Reputation: 6294
I have a function which web-scraping all latest news from a website (approximately 10 news and the number of news is up to that website). Note that the news are in chronical order.
For example, yesterday I got 10 news and stored in database. Today I get 10 news but there are 3 news that are not available from yesterday (7 news stayed the same, 3 new).
My current approach is to extract each news till I find an old news (the 1st among 7 news) then I stop extracting and only update the field "lastUpdateDate"
of the old news + add new news to the database. I think this approach is somehow complicated and it takes time.
Actually I'm getting news from 20 websites with same content structure (Moodle
) so each request will last about 2 minutes, which my free host doesn't support.
Is it better if I delete all the news and then extracting everything from the start (this actually increments a huge amount of the ID numbers in the database)?
Upvotes: 1
Views: 1949
Reputation: 778
Its depend on requirement if you want to show old news to the users or not.
For scraping you can create a custom local script for cron job which will grab the data from those news websites and will store into database.
You can also check through subject if its already exist of not.
Final make a custom news block which will show all the database feed.
Upvotes: 0
Reputation: 93666
First, check to see if the website has a published API. If it has one, use it.
Second, check the website's terms of service, which may specifically and explicitly disallow scraping the website.
Third, look at a module in your programming language of choice that handles both the fetching of the pages and the extraction of the content from the pages.
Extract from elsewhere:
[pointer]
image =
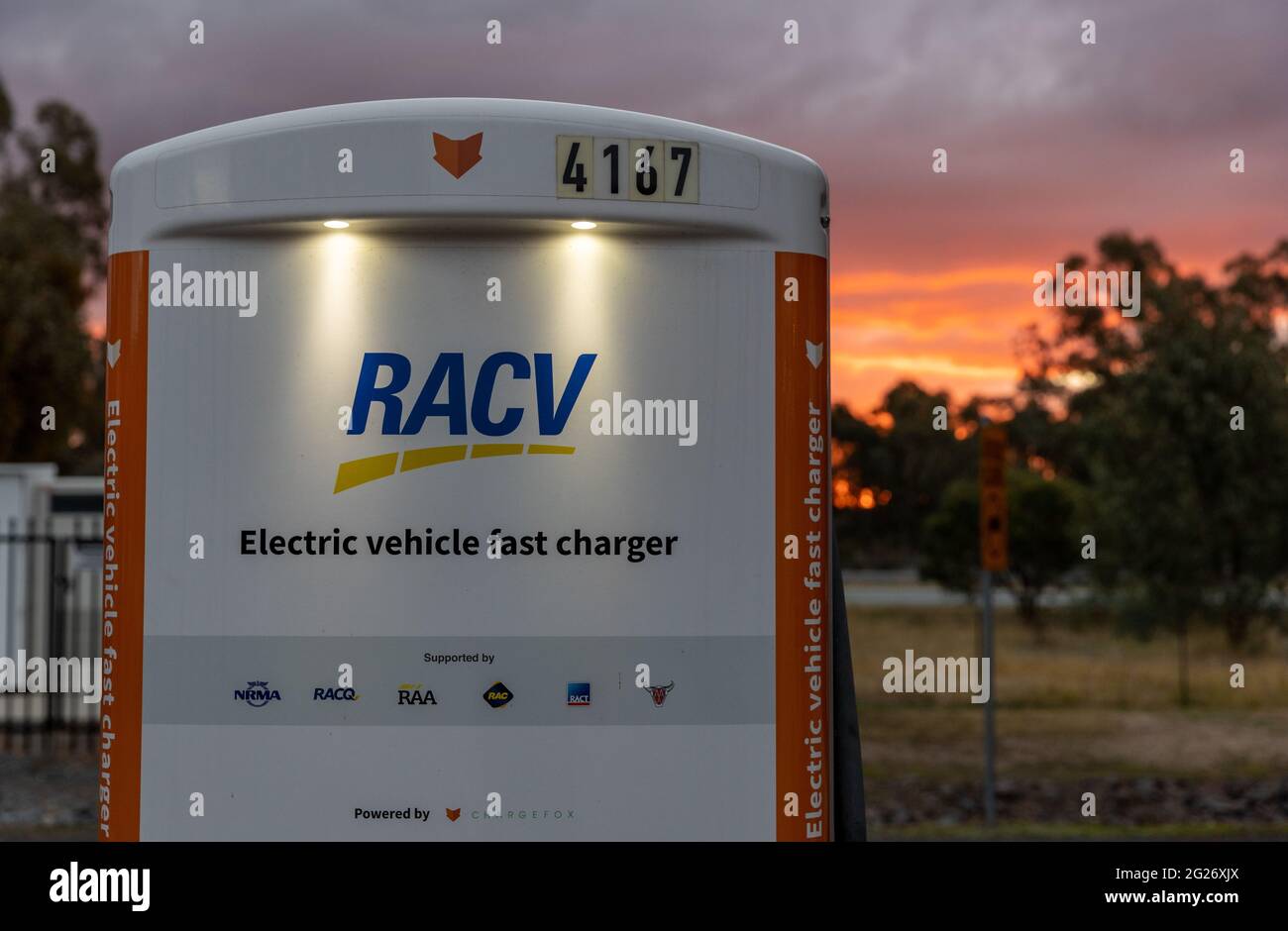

In Perl, you would start with WWW::Mechanize or Web::Scraper.
Whatever you do, don't fall into the trap that so many who post to StackOverflow fall into: Fetching the web page, and then trying to parse the content themselves, most often with regular expressions which is an inadequate tool for the job. Surf the SO tag html-parsing for tales of sorrow from those who have tried to roll their own HTML parsing systems instead of using existing tools.
Upvotes: 2